Tutto sommato facciamo meglio di altri
Un’Italia che comunque fa meglio di Francia e Stati Uniti (-8%), di Australia e Spagna (-11% e -10%), ma non della Nuova Zelanda, scesa solo dell”1%. Per i vini nazionali, tanti i segni negativi dal Pinot grigio (-7%) al Chianti (-14%), a fare meno peggio i rossi che chiudono a -6.5% contro il -8% dei bianchi. Dati che potevano essere più negativi, secondo l’Osservatorio, senza la stabilità del Prosecco (-0,6%), dell’Asti (+1,6%) ma soprattutto dei metodi charmat non Prosecco (+7%), che oggi valgono il 24% dei volumi di spumante italiano negli Usa.

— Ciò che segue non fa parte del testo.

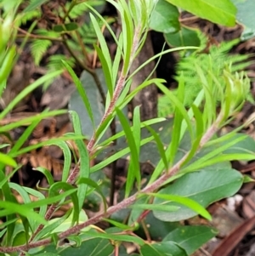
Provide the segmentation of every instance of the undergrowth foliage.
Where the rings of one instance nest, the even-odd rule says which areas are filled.
[[[34,12],[46,2],[31,1],[22,8],[25,8],[25,14]],[[231,168],[230,161],[254,159],[254,152],[250,150],[253,145],[250,148],[246,144],[245,147],[241,146],[250,139],[238,134],[246,123],[221,137],[217,136],[217,132],[235,118],[249,94],[250,81],[245,72],[239,71],[246,66],[245,61],[248,56],[230,57],[224,54],[231,43],[212,48],[209,54],[201,54],[201,49],[196,47],[179,47],[162,51],[131,73],[130,66],[146,38],[150,15],[157,1],[130,0],[127,3],[125,0],[108,0],[120,15],[122,31],[117,36],[109,20],[94,8],[94,3],[99,4],[99,2],[102,1],[71,1],[62,9],[61,17],[64,15],[65,23],[55,27],[55,30],[60,30],[60,35],[54,38],[44,35],[43,40],[48,40],[48,43],[44,42],[43,48],[41,45],[41,51],[38,50],[38,45],[42,37],[36,37],[38,40],[33,43],[33,54],[37,64],[49,43],[60,40],[70,49],[73,59],[71,62],[62,60],[61,67],[72,77],[83,103],[84,111],[87,111],[93,124],[93,135],[88,145],[83,142],[86,134],[82,134],[80,117],[74,111],[70,111],[73,133],[37,145],[27,146],[26,141],[38,122],[65,111],[46,110],[40,115],[0,127],[1,137],[11,138],[14,128],[29,123],[17,141],[9,139],[9,143],[1,145],[0,217],[3,219],[0,225],[0,253],[3,255],[40,255],[45,253],[50,255],[70,255],[77,252],[82,252],[82,255],[118,255],[121,253],[122,255],[127,255],[123,242],[137,245],[137,252],[133,255],[163,255],[169,251],[176,256],[190,255],[213,237],[217,231],[207,226],[182,226],[172,223],[197,214],[210,220],[211,216],[206,207],[235,194],[245,180],[239,172]],[[0,2],[3,9],[0,23],[0,37],[3,38],[0,42],[1,95],[8,86],[8,77],[19,53],[28,39],[35,37],[28,33],[21,45],[15,44],[18,25],[22,18],[18,14],[20,3],[22,1],[14,1],[9,4],[7,4],[7,1]],[[99,84],[97,73],[87,65],[82,54],[78,58],[76,56],[69,42],[72,36],[77,41],[81,37],[76,31],[78,26],[72,20],[77,17],[75,15],[81,14],[77,12],[82,10],[79,9],[82,7],[80,4],[82,4],[82,10],[89,10],[90,26],[97,38],[94,47],[102,65],[107,88],[106,95],[100,91],[100,86],[95,88],[100,91],[105,109],[99,123],[95,122],[91,99],[71,68],[71,64],[76,61]],[[31,14],[30,17],[32,16]],[[116,45],[114,60],[111,60],[102,27],[107,28]],[[134,74],[150,61],[168,52],[187,53],[191,50],[194,53],[190,57],[184,57],[179,63],[176,92],[167,89],[162,79],[148,77],[129,93]],[[83,53],[85,58],[86,51]],[[61,59],[60,57],[59,60]],[[14,106],[32,90],[61,71],[50,71],[26,88],[2,110],[0,120],[10,114]],[[133,113],[133,125],[130,126],[123,109],[139,91],[151,83],[156,84],[168,99],[174,117],[171,120],[158,117],[141,122],[139,108],[137,107]],[[190,88],[196,93],[192,90],[190,93]],[[114,118],[118,118],[122,130],[105,139],[104,134]],[[92,159],[124,138],[127,139],[124,139],[124,147],[114,151],[109,157],[96,162],[94,166],[90,165]],[[74,153],[67,140],[73,140],[79,151],[79,158],[74,168],[71,168]],[[20,168],[15,162],[16,157],[49,145],[55,145],[63,151],[65,163],[61,181],[55,182],[48,170],[38,167],[37,170],[45,175],[48,183],[43,191],[9,182],[10,177]],[[139,164],[144,148],[159,156],[157,161],[152,162],[154,171],[147,177],[146,182],[144,181]],[[123,196],[120,195],[116,204],[109,206],[102,181],[99,178],[95,179],[96,174],[103,174],[104,167],[127,157],[127,155],[129,159],[127,180],[124,191],[120,193]],[[152,158],[151,162],[154,160]],[[22,204],[17,202],[14,194],[20,196]],[[88,218],[83,205],[94,195],[100,198],[102,211]],[[32,201],[31,196],[36,200]],[[63,216],[53,219],[55,211],[67,203],[71,203],[72,208]],[[121,213],[124,217],[121,217]],[[153,219],[151,230],[146,225],[150,218]],[[101,230],[95,225],[103,220],[110,227]],[[154,226],[156,229],[153,229]],[[158,232],[161,228],[165,230],[164,233]],[[159,240],[157,236],[162,239]],[[191,236],[196,243],[192,239],[188,245],[183,243]],[[156,242],[152,242],[152,240]]]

“Tutta colpa” dei cocktail a basso costo
In controtendenza gli charmat tricolori a basso costo, sui 13 dollari,, rispetto a Champagne (-15%), Cava spagnolo (-11%) e gli sparkling domestici (-11%). Un dato dovuto alla forte tendenza cocktail che fa crescere del 40% la categoria tra gli 8 e i 13 dollari, concentrata inella West Coast (+36% di vendite e 30% di share) e il Midwest (+9% e 18% di share).